Azure Load Balancer

A load balancer resource is either a public load balancer or an internal load balancer within the context of the virtual network.¹ Azure load balancer has an inbound and an outbound feature set. The Load Balancer resource’s inbound load-balancing functions are expressed as a frontend, a rule, a health probe, and a backend pool definition. Azure load balancer maps new flows to healthy backend instances.

Azure load balancer is available in two different versions (SKUs). The Standard load balancer enables you to scale your applications and create high availability for small-scale deployments to large and complex multizone architectures. The Basic load balancer does not support HTTPS and other basic functionality and is not suitable for production workloads.

A public load balancer maps the frontend IP address and port number of incoming traffic to the private IP address and port number of the virtual machine (VM), and vice versa for the response traffic from the VM. By applying load-balancing rules, you can distribute specific types of traffic across multiple VMs or services. For example, you can spread the load of web request traffic across multiple web servers.

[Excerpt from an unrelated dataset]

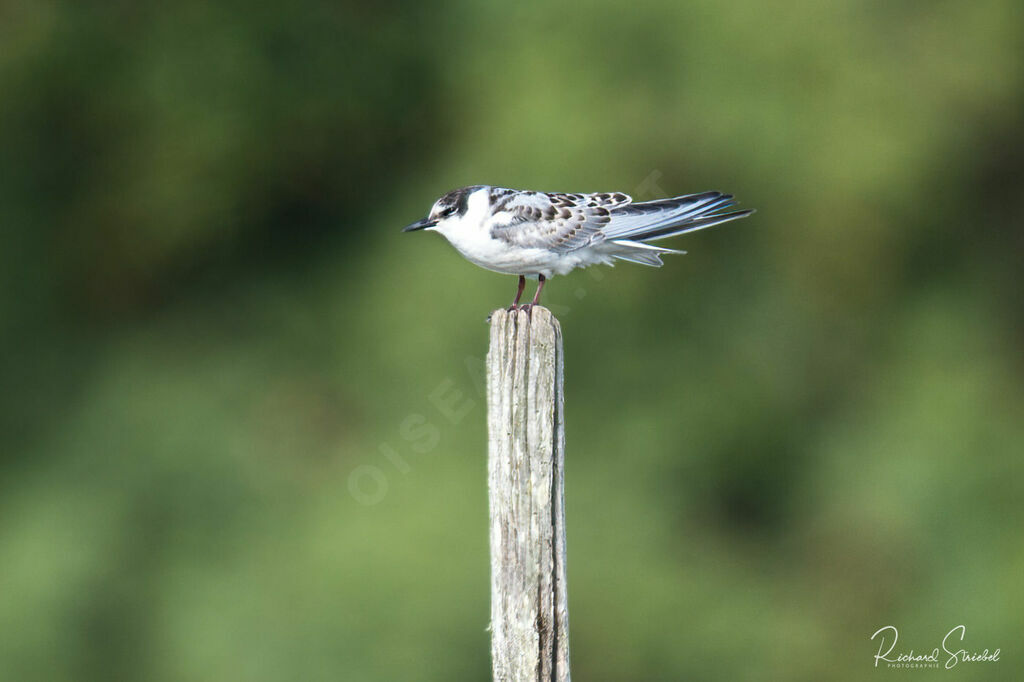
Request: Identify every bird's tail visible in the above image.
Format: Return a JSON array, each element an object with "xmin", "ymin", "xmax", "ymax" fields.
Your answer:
[{"xmin": 604, "ymin": 191, "xmax": 754, "ymax": 266}]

Resources within the virtual network are not directly reachable from the outside unless a customer takes specific steps to expose them through public endpoints or connects them to on-premises networks through a virtual private network (VPN) or Azure ExpressRoute. Azure internal load balancer uses a private IP address of the subnet of a virtual network as its frontend. It directs traffic from within the virtual network or from on-premises networks to VMs within the virtual network.

An internal load balancer enables the following types of load balancing:

Within a virtual network

Load balancing from VMs in the virtual network to a set of VMs that reside within the same virtual network.

For a cross-premises virtual network

Load balancing from on-premises computers to a set of VMs that reside within the same virtual network.

For multitier applications

Load balancing for internet-facing multitier applications where the backend tiers are not internet-facing. The backend tiers require traffic load balancing from the internet-facing tier.

For line-of-business (LoB) applications

Load balancing for LoB applications that are hosted in Azure without additional load balancer hardware or software. This scenario includes on-premises servers that are in the set of computers whose traffic is load-balanced.

Azure Application Gateway for Load Balancing

An application gateway serves as the single point of contact for clients.² It distributes incoming application traffic across multiple backend pools, such as Azure VMs, VM scale sets, App Services, or on-premises/external servers. It is an application delivery controller (ADC) as a service and provides per-HTTP-request load balancing.

Azure Application Gateway is a Layer 7 (L7) web traffic load balancer that enables you to manage traffic to your web applications. Traditional load balancers operate at the transport layer (OSI Layer 4 [L4]—TCP and UDP) and route traffic based on source IP address and port to a destination IP address and port.

Web Application Firewall (WAF) is a feature of Application Gateway that provides centralized protection of your web applications from common exploits and vulnerabilities. WAF is based on rules from the Open Web Application Security Project (OWASP) core rule sets.

Azure Traffic Manager for Cloud-Based DNS Load Balancing

Azure Traffic Manager is a DNS-based traffic load balancer that enables you to distribute traffic optimally to services across global Azure regions while providing high availability and responsiveness.³

Traffic Manager uses DNS to direct client requests to the most appropriate service endpoint based on a traffic-routing method and the health of the endpoints. An endpoint is any internet-facing service hosted within or outside of Azure. Traffic Manager provides a range of traffic-routing methods and endpoint monitoring options to suit different application needs and automatic failover models. It is resilient to failure, including the failure of an entire Azure region.